Lunar launches app for kids and says it can capture 250,000 customers

Lunar Youth is linked to the bank account of a parent who can set budget limits and monitor transactions.
Lunar launches app for kids and says it can capture 250,000 customers

Nordic challenger bank Lunar is launching a paid offshoot app for children and teenagers and says it can capture hundreds of thousands of customers. The Danish challenger bank, which is ten years old, is launching Lunar Youth, designed for children and teens aged between seven and 17. In the UK, challenger Monzo is also launching a child-friendly app.

Lunar Youth features include an option for children and teens to design their own card and app theme; digital tools, such as an overview of spending, real-time insights, spend categorisation and budgeting tools.

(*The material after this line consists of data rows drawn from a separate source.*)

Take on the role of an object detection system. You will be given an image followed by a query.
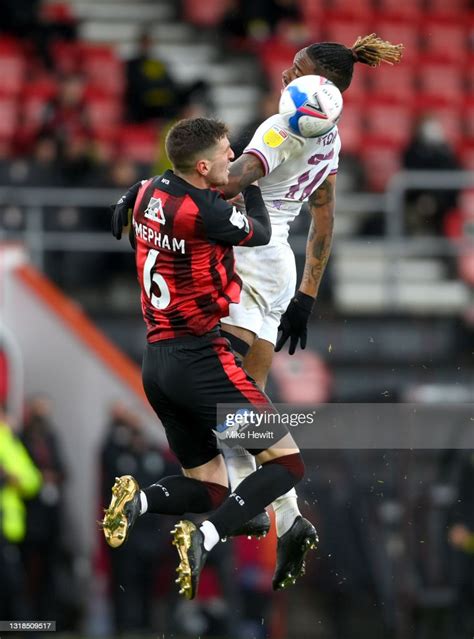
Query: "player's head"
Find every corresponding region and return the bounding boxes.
[282,33,403,91]
[166,118,234,186]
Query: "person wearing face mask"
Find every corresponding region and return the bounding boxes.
[402,114,460,235]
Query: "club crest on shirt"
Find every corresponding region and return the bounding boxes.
[230,206,250,233]
[145,197,166,224]
[263,126,288,149]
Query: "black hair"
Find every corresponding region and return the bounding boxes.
[306,33,403,91]
[165,118,228,173]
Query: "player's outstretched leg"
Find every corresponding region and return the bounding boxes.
[272,515,319,590]
[101,475,140,548]
[171,519,207,599]
[224,446,271,539]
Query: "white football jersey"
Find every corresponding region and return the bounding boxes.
[244,114,341,243]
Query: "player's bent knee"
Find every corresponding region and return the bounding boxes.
[262,453,305,483]
[202,481,230,510]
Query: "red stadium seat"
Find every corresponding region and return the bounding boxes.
[464,56,474,99]
[364,102,412,148]
[458,143,474,171]
[86,96,123,133]
[183,0,231,27]
[323,18,371,48]
[51,40,82,75]
[426,0,469,18]
[378,0,424,20]
[0,51,25,96]
[417,60,464,105]
[324,0,372,18]
[461,98,474,143]
[260,38,298,91]
[298,0,325,29]
[119,124,158,164]
[360,137,401,191]
[21,76,57,134]
[422,20,467,62]
[369,64,415,104]
[0,97,18,141]
[82,45,125,95]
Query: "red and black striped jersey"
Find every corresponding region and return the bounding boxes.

The app is linked to a parent's bank account, and parents can set budget limits, monitor transactions, and access spending insights.

It also includes category restrictions in areas such as crypto, gambling, and adult content while all online purchases require parental approval.

Ken Villum Klausen, founder and CEO of Lunar, which has over 950,000 customers, said:

"We’re building a digital bank for a digital generation—giving kids the tools to explore, learn, and build confidentially managing money, step by step, in a safe environment. We’ve been around for nearly a decade, and the customers who joined us in the early days have grown up with us—many of them now becoming parents themselves.

"Lunar Youth isn’t just about kids; it’s about continuing to be the go-to bank for our users as they move through different life stages—whether they’re opening their first account as teenagers or helping their own children take their first financial steps."

Lunar Youth is offered to users on some of Lunar’s paid tiers, priced at around four euros a month. Lunar Youth has been tested internally ahead of its launch.

Klausen said two of his children had been using it and had “built some great money habits”, such as learning where money comes from and that it’s not an infinite resource. On the product’s ambitions, he pointed out that the Nordics was an “insular landscape” and that there are 2.5m children and teenagers in the region.

He added:

“It is the most profitable banking landscape on the planet with less competition. We don’t have any other European challengers in the Nordic infrastructure. So I think every time we launch a vertical new have an ambition over the years to be capturing around 10 per cent of the opportunity in our regions.”

Last year Lunar launched a Banking-as-a-Service (BaaS) business as a separate entity.